5 Things You Need to Know - When to Call a Neurologist


If you’ve had a brain injury, seizure or stroke—the fifth leading cause of death in the United States—it’s likely you saw a neurologist at the hospital. A neurologist is trained in diagnosis and treatment of conditions of the brain and nervous system, like Parkinson’s disease, Alzheimer’s disease, epilepsy and other ailments of the brain, spinal cord and nerves.

Here are five signs to know when it’s time to see a neurologist:


We all take a tumble at one point or another, whether it's missing a stair or slipping on a wet spot on the kitchen floor. Everyday trips and falls are a part of life, but if you lose your balance more than the average person or experience bouts of dizziness, spinning or faintness—and stumble or fall as a result—a visit to the doctor might be in order.

Severe or sudden loss of balance, however, could indicate an emergency, especially when coupled with certain symptoms. For example, along with a serious headache, trouble speaking or numbness in the face, arm or leg, it may signal a stroke. In cases like this, head directly to the hospital.


Headaches caused by stress, allergies, caffeine or hormones are fairly common, affecting nearly everyone on occasion. Migraines, which impact almost 12 percent of Americans, are severe headaches that cause nausea, sensitivity to light and even vomiting. The occasional headache is not likely cause for concern.
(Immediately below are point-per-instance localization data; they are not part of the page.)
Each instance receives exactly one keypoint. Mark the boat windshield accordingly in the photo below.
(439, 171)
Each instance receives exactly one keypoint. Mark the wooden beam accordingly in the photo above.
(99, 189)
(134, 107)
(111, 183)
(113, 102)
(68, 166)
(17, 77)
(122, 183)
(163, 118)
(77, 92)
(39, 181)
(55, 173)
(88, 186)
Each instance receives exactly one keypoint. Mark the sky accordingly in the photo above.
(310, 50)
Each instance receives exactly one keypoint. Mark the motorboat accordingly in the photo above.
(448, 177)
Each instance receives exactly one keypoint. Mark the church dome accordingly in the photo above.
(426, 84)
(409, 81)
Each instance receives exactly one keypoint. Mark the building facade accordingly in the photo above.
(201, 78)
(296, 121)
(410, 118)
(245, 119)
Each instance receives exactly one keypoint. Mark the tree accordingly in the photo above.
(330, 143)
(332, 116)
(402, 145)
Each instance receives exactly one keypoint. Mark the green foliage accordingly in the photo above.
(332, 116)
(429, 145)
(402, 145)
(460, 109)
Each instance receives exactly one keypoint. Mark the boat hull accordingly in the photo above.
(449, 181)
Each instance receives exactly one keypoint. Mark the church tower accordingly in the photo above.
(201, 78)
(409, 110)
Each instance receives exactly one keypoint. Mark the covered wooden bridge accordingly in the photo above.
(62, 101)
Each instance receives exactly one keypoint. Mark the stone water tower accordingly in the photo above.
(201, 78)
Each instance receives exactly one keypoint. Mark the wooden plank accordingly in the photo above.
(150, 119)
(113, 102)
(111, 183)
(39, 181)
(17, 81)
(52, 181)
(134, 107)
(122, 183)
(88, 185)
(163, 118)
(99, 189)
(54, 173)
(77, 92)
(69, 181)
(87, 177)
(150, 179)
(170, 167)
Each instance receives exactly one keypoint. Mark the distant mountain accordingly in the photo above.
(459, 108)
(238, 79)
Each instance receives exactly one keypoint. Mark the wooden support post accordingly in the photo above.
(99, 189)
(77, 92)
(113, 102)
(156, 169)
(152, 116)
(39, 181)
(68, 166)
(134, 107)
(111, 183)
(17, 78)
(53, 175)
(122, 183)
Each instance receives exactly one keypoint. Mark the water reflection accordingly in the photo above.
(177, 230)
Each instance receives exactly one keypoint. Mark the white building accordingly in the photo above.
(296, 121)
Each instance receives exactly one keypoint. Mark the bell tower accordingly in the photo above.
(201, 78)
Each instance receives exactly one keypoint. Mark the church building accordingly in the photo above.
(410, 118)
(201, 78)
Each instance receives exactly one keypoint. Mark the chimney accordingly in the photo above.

But, if severe headaches or migraines develop suddenly, or are very different than normal, they may signal a neurological problem.

Still, there are times you shouldn’t wait. Severe headaches accompanied by another neurological issue—vision loss, inability to speak or weakness—should be taken to the ER. These could be signs of a stroke, concussion, meningitis or a brain tumor, all of which need immediate attention.


Gradual changes in vision can be a caused by a number of conditions related specifically to the eyes, like cataracts, glaucoma, and age-related macular degeneration. However, not all vision problems originate with the eyes themselves; some are caused by neurological issues.

A stroke, during which blood flow to the brain is cut off, may cause blurred or double vision. Changes in eyesight can also be a symptom of a nervous system disorder like multiple sclerosis (MS), or the result of a brain tumor. In general, severe or sudden double vision, dimness or loss of sight in one or both eyes could signal a problem. Don't ignore them, and head to the emergency room.


It’s human nature to forget small things once in a while, like where you set down your keys. Occasional forgetfulness can be the result of medication, stress or lack of sleep.

But confusion, memory loss and trouble thinking could also signal a major health problem. If a person manifests a tendency to be confused, that often lets us know that something's going on. For one thing, these are all signs of dementia, a group of conditions —including Alzheimer's disease—that affects thinking, social abilities and memory.

Sudden, serious disorientation may indicate delirium, as well, especially when it's coupled with drastic mood swings, changes in alertness and shifts in sleep. Delirium happens for a number of reasons, including drug and alcohol overdose, infection and severe chronic illness. And while it usually goes away after a few days, distinguishing it from dementia, delirium should be reported to a doctor as soon as possible.

More serious reasons to get medical attention? Seizures, stroke and brain tumors can result in confusion and memory loss, and should be checked by a professional without delay.


Sure, sleep apnea, anxiety and a wonky bedtime schedule can hinder your ability to get a good night’s rest. However, if you’re experiencing overwhelming attacks of drowsiness, the uncontrollable sensation to move your legs or trouble sleeping in conjunction with other symptoms, see your doctor. A neurological condition may be the culprit.

Narcolepsy, for example, is a nervous system disorder that causes daytime drowsiness and sudden bouts of sleep. It may be difficult for people to stay awake for long periods of time and function well throughout the day. Despite being tired during waking hours, people with this condition have problems sleeping through the night, and are often plagued with nighttime sleep disturbances.

Restless legs syndrome (RLS) is another neurological condition; it disrupts sleep by causing overwhelming and irritating urges to move your legs. Symptoms of RLS often worsen when you're lying down or sitting for long periods of time. Experts don’t know exactly what causes the condition, but believe there are genetic and neurological components.